In 2010, Charles passed away and Shirley took over the reins of the company for the next seven years. In 2017, Roy Estate was sold to Canadian businessman and entrepreneur Stéphan and his wife, Stéphany Crétier, ironically after they first stopped by for a wine tasting. They shared Melka’s commitment to single vineyard, estate-grown Grand Crus from the Napa Valley.
However, the ink barely had time to dry on the contract before the Atlas fire struck. The good news is that the vines were preserved, but the structure was destroyed.
Bryan noted this was the perfect opportunity to ‘experiment and reimagine’ historic plantings and construction of state-of-art production facilities. The team came up with the concept of La Résidence, a multi-functional place that incorporates the family home, a hospitality space, and a new tank room. He talked about the process of getting it finished – an estimated year and a half that turned into over four and a half years. But it was our duty to “build a truly great place and it became a defining moment for the winery.”
The Pivot Point
Wine critic Robert Parker first unveiled Roy Estate to the world by calling them a “hidden gem” of the New World. Since then, they have sold their 1,500 cases via allocation and winery visits are referral only. The wines are sold in Singapore, Hong Kong, Dubai, Japan, Korea, Singapore, the United States, Northern Europe, and the UK.
Today and the Future
Bryan talked about how farming is approached today as a vital ecosystem and the winery is moving toward incorporating more organic processes to make sure the soil is healthy. “Since the fires, we put a lot of research to make sure the soil is healthy – from genome sequencing of the soil to looking at the entire journey of that wine starts and stops in this place.”

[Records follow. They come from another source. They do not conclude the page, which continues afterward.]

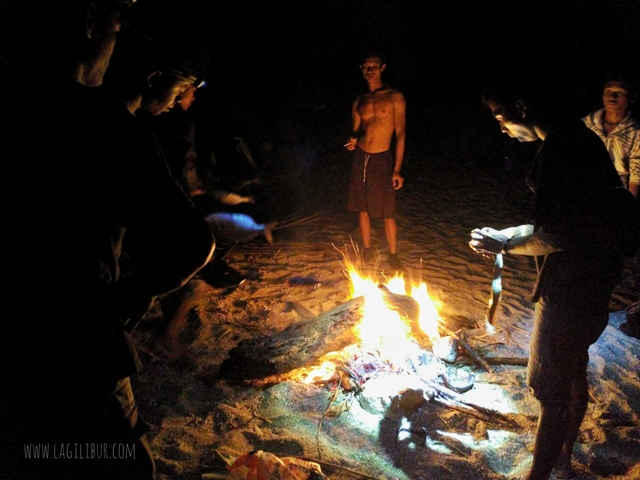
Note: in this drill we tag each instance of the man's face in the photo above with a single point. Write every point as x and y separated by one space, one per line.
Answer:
187 98
162 99
615 98
372 69
512 126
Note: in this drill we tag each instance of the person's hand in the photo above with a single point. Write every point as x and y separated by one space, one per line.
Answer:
397 181
488 241
351 144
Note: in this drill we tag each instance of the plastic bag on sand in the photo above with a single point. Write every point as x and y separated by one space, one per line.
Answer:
261 465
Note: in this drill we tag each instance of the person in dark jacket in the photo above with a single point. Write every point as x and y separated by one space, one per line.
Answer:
82 182
573 236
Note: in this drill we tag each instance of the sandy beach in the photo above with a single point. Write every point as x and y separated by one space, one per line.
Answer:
196 415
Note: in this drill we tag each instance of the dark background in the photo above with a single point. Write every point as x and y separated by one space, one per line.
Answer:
283 74
270 54
277 65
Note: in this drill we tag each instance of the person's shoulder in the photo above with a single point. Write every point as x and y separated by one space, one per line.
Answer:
593 118
394 94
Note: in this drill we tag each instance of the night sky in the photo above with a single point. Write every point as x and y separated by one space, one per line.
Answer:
288 51
267 56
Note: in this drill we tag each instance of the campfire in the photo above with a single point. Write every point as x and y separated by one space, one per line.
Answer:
387 337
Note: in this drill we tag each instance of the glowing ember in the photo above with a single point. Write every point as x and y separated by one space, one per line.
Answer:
382 328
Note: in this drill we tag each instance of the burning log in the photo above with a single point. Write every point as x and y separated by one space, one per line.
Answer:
298 345
517 361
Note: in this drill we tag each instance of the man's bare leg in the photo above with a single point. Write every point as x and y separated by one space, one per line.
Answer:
577 409
550 435
391 231
365 229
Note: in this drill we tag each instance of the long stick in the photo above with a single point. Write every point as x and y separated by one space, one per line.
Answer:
478 359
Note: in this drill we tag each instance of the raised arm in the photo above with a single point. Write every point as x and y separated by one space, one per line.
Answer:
355 128
634 167
400 123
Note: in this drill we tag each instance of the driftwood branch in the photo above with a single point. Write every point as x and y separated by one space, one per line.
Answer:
447 398
518 361
298 345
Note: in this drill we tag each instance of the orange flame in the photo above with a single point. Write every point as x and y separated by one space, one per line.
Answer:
382 329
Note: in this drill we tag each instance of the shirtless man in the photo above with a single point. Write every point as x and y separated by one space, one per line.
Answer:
375 174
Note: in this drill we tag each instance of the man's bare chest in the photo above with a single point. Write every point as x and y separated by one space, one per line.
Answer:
374 107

We talked about the future. Currently, they are planting Cabernet Franc in some of the highest places and are looking toward producing a white in 2029. It’s still a story of Bordeaux varietals and making them the best they can be. Bryan said, “It’s been a five-and-a-half-year journey on determining the vinicultural site destiny of Roy Estate.”
The Wines (Delicious)
2015 Roy Estate Mr. Evans Proprietary Red – it was fun to benchmark two wines over time and see the difference. This side of the estate has spongy loamy soil, and the winery describes it as adding energy and fertility. I tasted cassis, blackberries, blueberries, violets, earth, menthol, cedar, and smoked meat.
2019 Roy Estate Mr. Evans Proprietary Red – This was an energetic, smooth wine that lingered on the palate. In this wine, I tasted blackberry jam, red fruit, fennel, graphite and licorice, fennel, wildflowers, menthol, and violets. Two very different wines from the same place, but different years that showed the difference.

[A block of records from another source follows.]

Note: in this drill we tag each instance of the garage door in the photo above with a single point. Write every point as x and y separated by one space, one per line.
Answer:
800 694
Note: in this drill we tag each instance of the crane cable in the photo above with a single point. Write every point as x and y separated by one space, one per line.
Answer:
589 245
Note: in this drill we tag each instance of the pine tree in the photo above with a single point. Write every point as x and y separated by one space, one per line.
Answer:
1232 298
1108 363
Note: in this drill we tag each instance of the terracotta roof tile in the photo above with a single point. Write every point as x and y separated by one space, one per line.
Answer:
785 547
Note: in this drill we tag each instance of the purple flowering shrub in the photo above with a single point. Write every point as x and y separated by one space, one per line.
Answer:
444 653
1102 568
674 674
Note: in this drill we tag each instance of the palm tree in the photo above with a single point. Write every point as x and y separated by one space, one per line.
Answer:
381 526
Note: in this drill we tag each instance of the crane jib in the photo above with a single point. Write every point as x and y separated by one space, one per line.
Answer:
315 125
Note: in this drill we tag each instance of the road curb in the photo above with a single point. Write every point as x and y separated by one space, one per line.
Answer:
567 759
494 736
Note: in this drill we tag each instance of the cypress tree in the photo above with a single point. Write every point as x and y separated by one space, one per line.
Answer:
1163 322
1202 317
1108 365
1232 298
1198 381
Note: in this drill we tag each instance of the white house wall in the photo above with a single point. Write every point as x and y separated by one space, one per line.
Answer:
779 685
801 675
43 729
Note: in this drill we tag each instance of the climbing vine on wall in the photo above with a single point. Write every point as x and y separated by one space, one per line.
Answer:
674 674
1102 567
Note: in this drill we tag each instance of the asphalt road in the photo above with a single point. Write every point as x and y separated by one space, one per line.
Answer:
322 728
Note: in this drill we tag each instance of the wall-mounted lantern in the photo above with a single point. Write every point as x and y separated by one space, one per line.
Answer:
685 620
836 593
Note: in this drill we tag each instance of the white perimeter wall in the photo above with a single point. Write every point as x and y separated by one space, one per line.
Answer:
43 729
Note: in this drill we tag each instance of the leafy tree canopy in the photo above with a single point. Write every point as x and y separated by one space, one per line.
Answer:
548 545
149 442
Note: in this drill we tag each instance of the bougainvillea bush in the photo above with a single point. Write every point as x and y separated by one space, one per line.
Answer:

2019 Roy Estate Cabernet Sauvignon – From the volcanic side of the estate, this is a powerful wine. This part of the vineyard features smaller berries, and I tasted blue and black fruit, herbs, cocoa powder, mocha, and graphite.
Roy Estate blends tradition and innovation through its distinctive landscape, shaped by a dividing creek, creating an environment fostering diverse grape cultivation. Within the 17 acres, the profound influence of terroir is evident, as the creek divides the estate, giving rise to two distinct sites capable of producing a Napa version of a Grand Cru. The rich interplay of geography, topography, microclimates, and soil within this small parcel underscores the estate’s commitment to showcasing the nuanced and varied expressions of terroir in such a small place.